Uyuşmazlık, taraflar arasında evlilik birliğini temelinden sarsacak ve ortak hayatın devamı taraflardan beklenmeyecek bir geçimsizlik bulunup bulunmadığı, bulunuyorsa kusurun hangi eşten kaynaklandığı, kadın lehine yoksulluk nafakası ve tazminatlara hükmedilme şartlarının oluşup oluşmadığı, bu talepler yönünden feragat nedeniyle ret kararının yerinde olup olmadığı, çocuklar yararına hükmedilen nafaka miktarlarının dosya kapsamı ve hakkaniyete uygun olup olmadığı noktasında toplanmaktadır.

2. İlgili Hukuk

6100 sayılı Kanun'un 309 uncu ve 369 uncu maddesinin birinci fıkrası ile 370 ve 371 inci maddeleri. 4721 sayılı Kanun’un 4 üncü ve 6 ncı maddesi, 166 ncı maddesinin birinci ve ikinci fıkrası, 174 üncü, 175 inci ve 182 nci maddeleri.

3. Değerlendirme

1.Bölge adliye mahkemelerinin nihai kararlarının bozulması 6100 sayılı Kanun'un 371 inci maddesinde yer alan sebeplerden birinin varlığı hâlinde mümkündür.

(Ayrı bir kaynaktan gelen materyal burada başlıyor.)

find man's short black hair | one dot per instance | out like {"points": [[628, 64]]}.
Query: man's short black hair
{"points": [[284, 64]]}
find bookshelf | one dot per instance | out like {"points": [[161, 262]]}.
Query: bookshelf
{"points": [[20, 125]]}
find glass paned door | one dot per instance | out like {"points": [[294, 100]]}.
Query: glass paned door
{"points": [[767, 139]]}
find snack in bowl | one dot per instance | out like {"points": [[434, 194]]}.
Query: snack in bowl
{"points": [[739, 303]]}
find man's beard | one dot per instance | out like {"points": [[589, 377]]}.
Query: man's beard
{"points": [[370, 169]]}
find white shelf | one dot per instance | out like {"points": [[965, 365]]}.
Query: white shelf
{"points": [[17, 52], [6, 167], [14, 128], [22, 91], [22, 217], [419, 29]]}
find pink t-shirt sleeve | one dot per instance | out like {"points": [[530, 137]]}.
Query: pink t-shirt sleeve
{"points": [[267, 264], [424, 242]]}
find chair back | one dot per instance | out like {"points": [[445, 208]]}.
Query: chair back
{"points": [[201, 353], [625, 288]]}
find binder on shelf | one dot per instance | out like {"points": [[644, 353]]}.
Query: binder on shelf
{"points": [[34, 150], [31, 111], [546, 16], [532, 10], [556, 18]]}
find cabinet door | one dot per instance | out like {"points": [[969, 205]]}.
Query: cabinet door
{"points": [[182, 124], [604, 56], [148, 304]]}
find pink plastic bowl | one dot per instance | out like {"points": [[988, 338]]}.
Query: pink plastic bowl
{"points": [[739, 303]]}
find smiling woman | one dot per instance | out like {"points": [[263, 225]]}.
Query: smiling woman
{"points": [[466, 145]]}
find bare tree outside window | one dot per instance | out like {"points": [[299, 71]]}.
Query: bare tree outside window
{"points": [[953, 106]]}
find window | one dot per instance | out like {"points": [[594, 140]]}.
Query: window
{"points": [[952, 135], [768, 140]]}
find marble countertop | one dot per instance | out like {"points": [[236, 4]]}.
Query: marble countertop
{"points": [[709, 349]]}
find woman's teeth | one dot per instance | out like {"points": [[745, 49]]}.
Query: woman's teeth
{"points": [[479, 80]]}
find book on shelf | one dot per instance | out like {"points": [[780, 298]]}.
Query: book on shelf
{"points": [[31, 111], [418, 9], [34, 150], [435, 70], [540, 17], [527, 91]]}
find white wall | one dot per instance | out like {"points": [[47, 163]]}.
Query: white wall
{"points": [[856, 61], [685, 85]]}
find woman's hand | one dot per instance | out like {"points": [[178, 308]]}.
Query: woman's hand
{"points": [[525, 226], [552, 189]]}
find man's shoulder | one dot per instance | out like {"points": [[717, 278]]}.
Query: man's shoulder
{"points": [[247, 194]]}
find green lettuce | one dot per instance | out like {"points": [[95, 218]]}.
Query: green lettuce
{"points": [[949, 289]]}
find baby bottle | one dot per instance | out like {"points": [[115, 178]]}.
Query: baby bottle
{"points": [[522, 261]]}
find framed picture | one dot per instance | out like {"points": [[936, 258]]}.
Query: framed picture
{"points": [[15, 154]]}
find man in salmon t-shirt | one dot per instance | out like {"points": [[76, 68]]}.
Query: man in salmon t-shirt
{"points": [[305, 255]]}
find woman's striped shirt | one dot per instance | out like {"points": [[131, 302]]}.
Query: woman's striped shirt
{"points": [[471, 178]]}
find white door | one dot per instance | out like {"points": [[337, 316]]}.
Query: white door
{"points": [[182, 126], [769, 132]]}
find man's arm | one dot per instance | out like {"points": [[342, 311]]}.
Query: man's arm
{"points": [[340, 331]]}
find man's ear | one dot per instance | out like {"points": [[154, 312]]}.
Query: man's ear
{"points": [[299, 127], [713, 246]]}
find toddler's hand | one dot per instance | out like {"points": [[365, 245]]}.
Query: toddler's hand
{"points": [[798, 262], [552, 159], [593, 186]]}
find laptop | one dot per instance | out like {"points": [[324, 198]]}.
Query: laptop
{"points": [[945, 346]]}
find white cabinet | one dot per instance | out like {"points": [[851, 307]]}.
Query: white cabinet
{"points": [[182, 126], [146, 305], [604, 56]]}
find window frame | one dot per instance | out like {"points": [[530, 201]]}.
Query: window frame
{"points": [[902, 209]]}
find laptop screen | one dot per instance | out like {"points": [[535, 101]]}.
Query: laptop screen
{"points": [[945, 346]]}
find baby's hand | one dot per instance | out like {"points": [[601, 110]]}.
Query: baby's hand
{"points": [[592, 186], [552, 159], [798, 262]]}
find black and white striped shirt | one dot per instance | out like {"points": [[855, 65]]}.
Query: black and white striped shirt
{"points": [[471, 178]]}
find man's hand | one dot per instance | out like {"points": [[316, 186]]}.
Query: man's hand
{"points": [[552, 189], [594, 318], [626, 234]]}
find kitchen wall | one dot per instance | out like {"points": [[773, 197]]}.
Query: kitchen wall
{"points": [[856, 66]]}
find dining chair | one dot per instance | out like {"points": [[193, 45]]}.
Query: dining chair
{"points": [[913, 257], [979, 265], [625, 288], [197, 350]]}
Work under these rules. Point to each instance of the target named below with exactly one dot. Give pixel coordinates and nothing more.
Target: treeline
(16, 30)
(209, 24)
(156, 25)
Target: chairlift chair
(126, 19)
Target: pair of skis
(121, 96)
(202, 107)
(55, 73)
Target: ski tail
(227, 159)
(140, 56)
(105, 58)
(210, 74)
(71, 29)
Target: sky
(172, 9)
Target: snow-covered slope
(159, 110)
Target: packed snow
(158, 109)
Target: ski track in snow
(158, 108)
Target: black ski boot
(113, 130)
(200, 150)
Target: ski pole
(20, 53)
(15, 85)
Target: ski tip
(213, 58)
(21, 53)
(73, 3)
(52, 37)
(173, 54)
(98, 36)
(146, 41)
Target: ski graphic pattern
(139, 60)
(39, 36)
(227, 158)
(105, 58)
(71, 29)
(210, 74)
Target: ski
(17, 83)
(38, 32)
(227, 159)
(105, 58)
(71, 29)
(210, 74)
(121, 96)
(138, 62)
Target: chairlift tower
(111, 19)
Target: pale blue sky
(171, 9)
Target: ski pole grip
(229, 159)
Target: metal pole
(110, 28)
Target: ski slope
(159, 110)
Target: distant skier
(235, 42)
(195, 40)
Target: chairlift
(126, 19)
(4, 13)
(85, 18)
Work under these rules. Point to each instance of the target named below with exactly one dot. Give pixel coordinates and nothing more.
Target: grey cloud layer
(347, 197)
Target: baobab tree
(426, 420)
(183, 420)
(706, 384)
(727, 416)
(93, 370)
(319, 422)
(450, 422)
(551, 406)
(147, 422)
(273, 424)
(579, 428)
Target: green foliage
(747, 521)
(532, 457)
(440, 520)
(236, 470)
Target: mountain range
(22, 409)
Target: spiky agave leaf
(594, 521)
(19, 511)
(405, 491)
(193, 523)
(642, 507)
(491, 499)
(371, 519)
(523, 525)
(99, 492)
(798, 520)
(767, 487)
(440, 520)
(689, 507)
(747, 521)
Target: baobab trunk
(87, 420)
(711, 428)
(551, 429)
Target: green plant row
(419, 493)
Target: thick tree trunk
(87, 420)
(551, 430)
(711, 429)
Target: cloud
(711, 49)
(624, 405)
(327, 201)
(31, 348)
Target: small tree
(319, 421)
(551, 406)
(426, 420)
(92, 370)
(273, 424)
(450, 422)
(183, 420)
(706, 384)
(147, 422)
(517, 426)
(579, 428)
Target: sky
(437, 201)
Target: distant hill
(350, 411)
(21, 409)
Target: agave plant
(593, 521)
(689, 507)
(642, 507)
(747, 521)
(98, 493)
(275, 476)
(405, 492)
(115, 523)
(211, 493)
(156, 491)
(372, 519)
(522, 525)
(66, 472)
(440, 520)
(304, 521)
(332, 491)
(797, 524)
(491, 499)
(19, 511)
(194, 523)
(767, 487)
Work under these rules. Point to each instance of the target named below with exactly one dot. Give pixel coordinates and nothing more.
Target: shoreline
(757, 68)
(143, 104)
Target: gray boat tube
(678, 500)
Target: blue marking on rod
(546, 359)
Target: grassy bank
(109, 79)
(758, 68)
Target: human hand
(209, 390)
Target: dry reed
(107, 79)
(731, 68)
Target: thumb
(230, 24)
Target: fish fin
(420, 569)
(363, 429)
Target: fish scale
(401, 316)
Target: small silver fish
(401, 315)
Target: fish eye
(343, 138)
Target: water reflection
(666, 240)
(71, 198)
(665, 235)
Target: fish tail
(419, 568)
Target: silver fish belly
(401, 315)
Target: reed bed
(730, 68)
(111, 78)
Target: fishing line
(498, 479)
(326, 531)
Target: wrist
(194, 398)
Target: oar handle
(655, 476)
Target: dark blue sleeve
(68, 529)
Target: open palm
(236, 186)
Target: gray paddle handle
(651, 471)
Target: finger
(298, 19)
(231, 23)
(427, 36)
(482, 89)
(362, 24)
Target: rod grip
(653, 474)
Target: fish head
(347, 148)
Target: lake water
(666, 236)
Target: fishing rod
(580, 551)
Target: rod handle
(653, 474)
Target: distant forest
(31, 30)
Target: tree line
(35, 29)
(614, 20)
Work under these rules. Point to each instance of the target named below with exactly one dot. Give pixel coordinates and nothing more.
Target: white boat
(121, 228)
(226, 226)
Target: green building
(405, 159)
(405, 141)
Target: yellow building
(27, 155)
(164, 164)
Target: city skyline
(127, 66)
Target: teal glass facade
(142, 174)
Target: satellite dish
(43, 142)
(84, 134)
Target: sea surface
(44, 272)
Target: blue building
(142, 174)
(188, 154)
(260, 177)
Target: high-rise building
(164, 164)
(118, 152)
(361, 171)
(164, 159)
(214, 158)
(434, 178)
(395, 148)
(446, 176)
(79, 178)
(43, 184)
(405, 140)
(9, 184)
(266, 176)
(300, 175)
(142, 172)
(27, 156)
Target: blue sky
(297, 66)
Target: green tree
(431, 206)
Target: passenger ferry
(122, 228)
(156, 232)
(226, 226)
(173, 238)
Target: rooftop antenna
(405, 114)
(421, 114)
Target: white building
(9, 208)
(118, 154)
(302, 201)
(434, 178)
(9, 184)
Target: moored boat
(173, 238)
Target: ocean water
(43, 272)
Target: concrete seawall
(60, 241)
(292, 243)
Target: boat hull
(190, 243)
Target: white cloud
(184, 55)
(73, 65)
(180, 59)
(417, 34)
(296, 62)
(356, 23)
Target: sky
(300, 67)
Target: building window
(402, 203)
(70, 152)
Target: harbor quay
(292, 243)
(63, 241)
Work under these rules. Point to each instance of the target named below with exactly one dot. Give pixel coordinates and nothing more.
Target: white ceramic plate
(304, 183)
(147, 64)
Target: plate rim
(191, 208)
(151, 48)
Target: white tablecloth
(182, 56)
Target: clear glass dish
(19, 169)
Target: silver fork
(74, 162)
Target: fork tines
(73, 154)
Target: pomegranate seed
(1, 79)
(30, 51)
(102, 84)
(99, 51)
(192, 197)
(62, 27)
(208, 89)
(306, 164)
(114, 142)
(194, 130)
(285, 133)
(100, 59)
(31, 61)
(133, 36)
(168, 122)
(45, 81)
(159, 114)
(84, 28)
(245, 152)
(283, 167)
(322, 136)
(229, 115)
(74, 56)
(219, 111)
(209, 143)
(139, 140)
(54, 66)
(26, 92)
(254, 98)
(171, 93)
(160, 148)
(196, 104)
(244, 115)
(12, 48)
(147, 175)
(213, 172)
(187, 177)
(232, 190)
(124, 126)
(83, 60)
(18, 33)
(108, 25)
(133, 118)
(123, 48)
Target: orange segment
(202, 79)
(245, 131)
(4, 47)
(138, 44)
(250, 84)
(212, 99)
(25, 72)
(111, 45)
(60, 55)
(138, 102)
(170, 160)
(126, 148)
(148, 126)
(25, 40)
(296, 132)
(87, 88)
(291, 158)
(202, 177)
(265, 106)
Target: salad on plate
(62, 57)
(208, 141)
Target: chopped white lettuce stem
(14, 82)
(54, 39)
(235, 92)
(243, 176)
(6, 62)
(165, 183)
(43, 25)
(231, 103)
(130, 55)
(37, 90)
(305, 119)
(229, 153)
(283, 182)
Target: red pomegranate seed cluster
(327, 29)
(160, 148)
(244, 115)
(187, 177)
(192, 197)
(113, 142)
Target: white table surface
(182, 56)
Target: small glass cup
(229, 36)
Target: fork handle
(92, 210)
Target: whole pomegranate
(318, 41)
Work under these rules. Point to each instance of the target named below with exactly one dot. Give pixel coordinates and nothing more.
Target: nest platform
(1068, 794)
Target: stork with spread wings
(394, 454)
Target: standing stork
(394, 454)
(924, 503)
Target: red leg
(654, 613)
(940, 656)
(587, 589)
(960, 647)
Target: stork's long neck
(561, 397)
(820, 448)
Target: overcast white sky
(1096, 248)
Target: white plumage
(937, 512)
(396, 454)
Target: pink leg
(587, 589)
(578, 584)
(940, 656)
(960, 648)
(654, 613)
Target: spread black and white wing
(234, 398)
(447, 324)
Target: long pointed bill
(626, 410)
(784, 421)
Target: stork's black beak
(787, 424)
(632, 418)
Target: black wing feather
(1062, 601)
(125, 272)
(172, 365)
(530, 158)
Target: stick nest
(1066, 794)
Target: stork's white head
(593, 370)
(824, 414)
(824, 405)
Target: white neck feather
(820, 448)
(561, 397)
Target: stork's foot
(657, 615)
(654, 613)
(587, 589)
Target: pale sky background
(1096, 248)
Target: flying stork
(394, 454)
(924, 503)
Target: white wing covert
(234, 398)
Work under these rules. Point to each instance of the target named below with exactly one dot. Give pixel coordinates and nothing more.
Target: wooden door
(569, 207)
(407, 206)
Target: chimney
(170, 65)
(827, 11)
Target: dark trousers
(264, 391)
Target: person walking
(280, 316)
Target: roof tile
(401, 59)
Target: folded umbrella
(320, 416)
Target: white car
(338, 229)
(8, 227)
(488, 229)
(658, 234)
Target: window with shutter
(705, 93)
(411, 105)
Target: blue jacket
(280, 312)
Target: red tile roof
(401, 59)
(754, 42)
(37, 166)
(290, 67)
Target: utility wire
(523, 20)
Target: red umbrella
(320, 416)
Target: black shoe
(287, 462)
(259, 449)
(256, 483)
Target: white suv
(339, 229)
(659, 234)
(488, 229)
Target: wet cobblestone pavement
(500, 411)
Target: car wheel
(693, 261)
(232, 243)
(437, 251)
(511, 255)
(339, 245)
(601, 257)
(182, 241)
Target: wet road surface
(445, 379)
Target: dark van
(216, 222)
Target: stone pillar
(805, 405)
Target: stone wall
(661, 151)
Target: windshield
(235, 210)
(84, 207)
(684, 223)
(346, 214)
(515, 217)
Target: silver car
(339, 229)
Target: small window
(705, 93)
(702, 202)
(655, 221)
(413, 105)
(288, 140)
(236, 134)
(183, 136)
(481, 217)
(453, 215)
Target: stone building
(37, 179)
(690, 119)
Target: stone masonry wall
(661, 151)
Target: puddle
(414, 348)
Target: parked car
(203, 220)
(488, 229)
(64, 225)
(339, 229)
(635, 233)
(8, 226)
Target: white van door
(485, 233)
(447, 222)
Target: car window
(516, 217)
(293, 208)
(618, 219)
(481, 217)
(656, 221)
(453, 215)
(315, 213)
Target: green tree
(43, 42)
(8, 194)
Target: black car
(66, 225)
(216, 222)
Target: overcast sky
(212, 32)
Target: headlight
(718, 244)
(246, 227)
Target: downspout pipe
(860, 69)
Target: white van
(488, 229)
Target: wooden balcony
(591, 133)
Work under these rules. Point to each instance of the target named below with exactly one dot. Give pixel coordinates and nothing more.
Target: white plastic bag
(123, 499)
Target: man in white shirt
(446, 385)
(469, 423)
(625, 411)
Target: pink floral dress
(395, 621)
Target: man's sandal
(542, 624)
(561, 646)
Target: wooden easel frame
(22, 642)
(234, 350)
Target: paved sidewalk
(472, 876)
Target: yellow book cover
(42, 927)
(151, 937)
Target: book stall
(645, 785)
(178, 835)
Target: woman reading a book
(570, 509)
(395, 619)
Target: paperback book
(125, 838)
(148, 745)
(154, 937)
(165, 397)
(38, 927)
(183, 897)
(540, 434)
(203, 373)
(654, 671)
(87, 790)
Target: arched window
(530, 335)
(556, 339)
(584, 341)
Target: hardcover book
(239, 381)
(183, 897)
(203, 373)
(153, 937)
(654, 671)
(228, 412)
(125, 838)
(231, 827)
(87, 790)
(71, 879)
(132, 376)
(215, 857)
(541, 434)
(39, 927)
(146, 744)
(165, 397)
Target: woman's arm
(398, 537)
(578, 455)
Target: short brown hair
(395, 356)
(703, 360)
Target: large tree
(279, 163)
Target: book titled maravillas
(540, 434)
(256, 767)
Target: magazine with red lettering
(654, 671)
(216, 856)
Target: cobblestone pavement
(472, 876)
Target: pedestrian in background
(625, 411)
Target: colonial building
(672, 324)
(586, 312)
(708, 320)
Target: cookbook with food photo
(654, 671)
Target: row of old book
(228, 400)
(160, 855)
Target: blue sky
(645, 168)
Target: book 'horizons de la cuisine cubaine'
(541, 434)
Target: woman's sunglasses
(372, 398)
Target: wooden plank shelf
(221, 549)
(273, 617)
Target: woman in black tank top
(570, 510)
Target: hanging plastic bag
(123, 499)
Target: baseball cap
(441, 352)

2.Temyizen ..., tarafların karşılıklı iddia ve savunmalarına, dayandıkları belgelere, uyuşmazlığa uygulanması gereken hukuk kuralları ile hukuki ilişkinin nitelendirilmesine, dava şartlarına, yargılama ve ispat kuralları ile kararda belirtilen gerekçelere göre usul ve kanuna uygun olup davalı kadın tarafından temyiz dilekçesinde ileri sürülen nedenler kararın bozulmasını gerektirecek nitelikte görülmemiştir.

VI. KARAR

Açıklanan sebeple;

Temyiz olunan Bölge Adliye Mahkemesi kararının 6100 sayılı Kanun'un 370 inci maddesinin birinci fıkrası uyarınca ONANMASINA,

Aşağıda yazılı temyiz giderinin temyiz edene yükletilmesine,

Dosyanın İlk Derece Mahkemesine, kararın bir örneğinin Bölge Adliye Mahkemesine gönderilmesine,

14.09.2023 tarihinde oy birliğiyle karar verildi.